To subdue means to tame, master, humanize, impose order,
If one were to ask an unbiased observer to name that institution in our society which clearly espouses creativity, we can be sure that he would not name our twentieth-century church. This is an indictment of how we Christians feel about the mandate God has given us for being creative...We do not embrace creativity as a way of life...We do not see it as having much to do with Biblical living.... Calvin M. Johansson.
The church should not only seek to be relevant to local culture, but also an agent of transformation. This often requires creativite risk-taking.
Bara Creativity
Creativity has become a buzzword in our society. Everything from a child’s scribble to Einstein’s theory of relativity is considered creative. Not so in the Scriptures! In the Bible “create” is reserved for extraordinarily exalted activity. The Hebrew and Greek words for it, respectively, bara and kitzo, are very similar in meaning and are employed sparingly to denote only the pinnacles of God’s achievements - creating the heavens and the earth, man, righteousness/justice, the nation Israel, the Church, reconciling Israel and the Church, creating the New Jerusalem, and to regeneration and worship.
In the Bible, creative activity must contain something of the miraculous and the mysterious (Exod 34:10). If the phenomenon can be explained away by natural means, it is no longer bara activity.
Inquire from one end of the heavens to the other. Has anything been done like this great thing [God’s creative act], or has anything been heard like it? (Deut. 4:32 NASB)
Moreover, in both the Old and New Testaments bara creativity is power theology.

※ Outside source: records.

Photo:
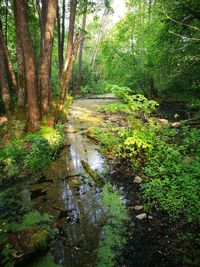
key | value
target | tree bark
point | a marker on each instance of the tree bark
(99, 37)
(61, 35)
(3, 79)
(73, 6)
(30, 70)
(80, 59)
(8, 62)
(21, 94)
(46, 53)
(66, 77)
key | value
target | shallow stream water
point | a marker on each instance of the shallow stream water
(91, 220)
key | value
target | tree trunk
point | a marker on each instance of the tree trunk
(80, 59)
(73, 6)
(46, 54)
(101, 32)
(8, 62)
(21, 7)
(21, 95)
(71, 52)
(66, 77)
(3, 79)
(61, 35)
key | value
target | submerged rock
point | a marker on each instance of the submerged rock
(141, 216)
(138, 207)
(28, 242)
(138, 180)
(98, 180)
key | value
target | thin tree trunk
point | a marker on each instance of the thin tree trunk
(66, 77)
(3, 80)
(8, 62)
(59, 43)
(71, 52)
(63, 30)
(99, 37)
(21, 94)
(73, 6)
(21, 7)
(80, 59)
(46, 54)
(61, 35)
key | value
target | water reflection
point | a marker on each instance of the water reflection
(91, 220)
(112, 234)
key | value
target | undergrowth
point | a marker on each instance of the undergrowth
(28, 153)
(166, 157)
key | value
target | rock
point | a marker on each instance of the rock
(141, 216)
(188, 160)
(138, 207)
(97, 179)
(74, 182)
(28, 242)
(138, 180)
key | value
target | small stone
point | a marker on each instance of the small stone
(138, 207)
(141, 216)
(138, 180)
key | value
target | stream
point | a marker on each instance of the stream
(92, 221)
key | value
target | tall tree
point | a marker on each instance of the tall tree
(61, 35)
(21, 95)
(4, 79)
(71, 51)
(8, 60)
(48, 22)
(21, 7)
(80, 59)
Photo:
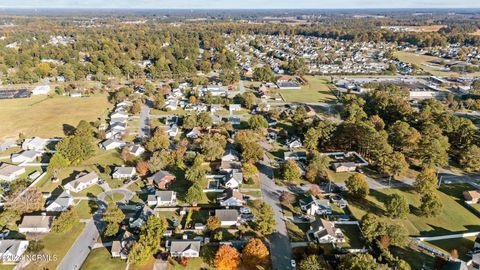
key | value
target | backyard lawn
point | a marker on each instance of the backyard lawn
(454, 217)
(317, 90)
(46, 117)
(100, 259)
(462, 245)
(58, 244)
(352, 236)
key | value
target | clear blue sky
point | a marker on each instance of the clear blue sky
(246, 4)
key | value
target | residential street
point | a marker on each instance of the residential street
(79, 251)
(281, 252)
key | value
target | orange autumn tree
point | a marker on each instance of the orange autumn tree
(142, 168)
(255, 254)
(227, 258)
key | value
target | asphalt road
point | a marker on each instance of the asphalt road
(280, 249)
(81, 248)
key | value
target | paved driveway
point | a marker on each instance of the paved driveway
(281, 251)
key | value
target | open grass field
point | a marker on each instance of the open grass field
(45, 116)
(454, 217)
(100, 259)
(462, 245)
(58, 244)
(317, 90)
(425, 63)
(352, 236)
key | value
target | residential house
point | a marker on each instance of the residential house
(185, 248)
(230, 155)
(124, 172)
(193, 134)
(11, 250)
(228, 217)
(140, 217)
(233, 180)
(294, 143)
(234, 108)
(9, 172)
(136, 149)
(36, 224)
(161, 179)
(35, 143)
(231, 197)
(472, 196)
(344, 166)
(230, 166)
(60, 203)
(325, 232)
(163, 198)
(25, 156)
(110, 144)
(313, 206)
(172, 130)
(81, 182)
(297, 156)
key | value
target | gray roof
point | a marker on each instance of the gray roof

It urges a rethinking of everything, a transformation of one’s worldview to acknowledge God:
That they may see and recognize, And consider and gain insight as well, That the hand of the Lord has done this, And the Holy One of Israel has created it. (Isa. 41:20 NASB)
Meanings Change
The meaning of words, however, can change over time, and the word create has undergone extraordinary change over the centuries. In the Bible, man is refered to as a maker or fashioner, but never as a creator. A comprehensive examination of the word “create” in the Scriptures reveals that in all 86 cases it refers to activity performed exclusively by God, never humans.
Against this backdrop, Christians insist man’s calling is not to create, but to work with the materials of creation responsibly and obediently for the delight of mankind and benefit of all creation. They see in Genesis chapter one a “cultural mandate,” a broad directive for focusing human energy:
God blessed them and said to them, “Be fruitful and increase in number; fill the earth and subdue it. Rule over the fish of the sea and the birds of the air and over every living creature that moves on the ground. (Gen. 1:28, emphasis added)
Christians take this passage as a command, a charge, to subdue not only all living creatures, but to discover and use all the potentials in all materials. This enlarged scope appears justified from these words addressed to man elsewhere: “you put everything under his feet “ (Ps. 8:6); “God left nothing that is not subject to him” (Heb. 2:8). In uttering this mandate, God dignified mankind’s work, and “crowned him with glory and honor” (Ps. 8: 5).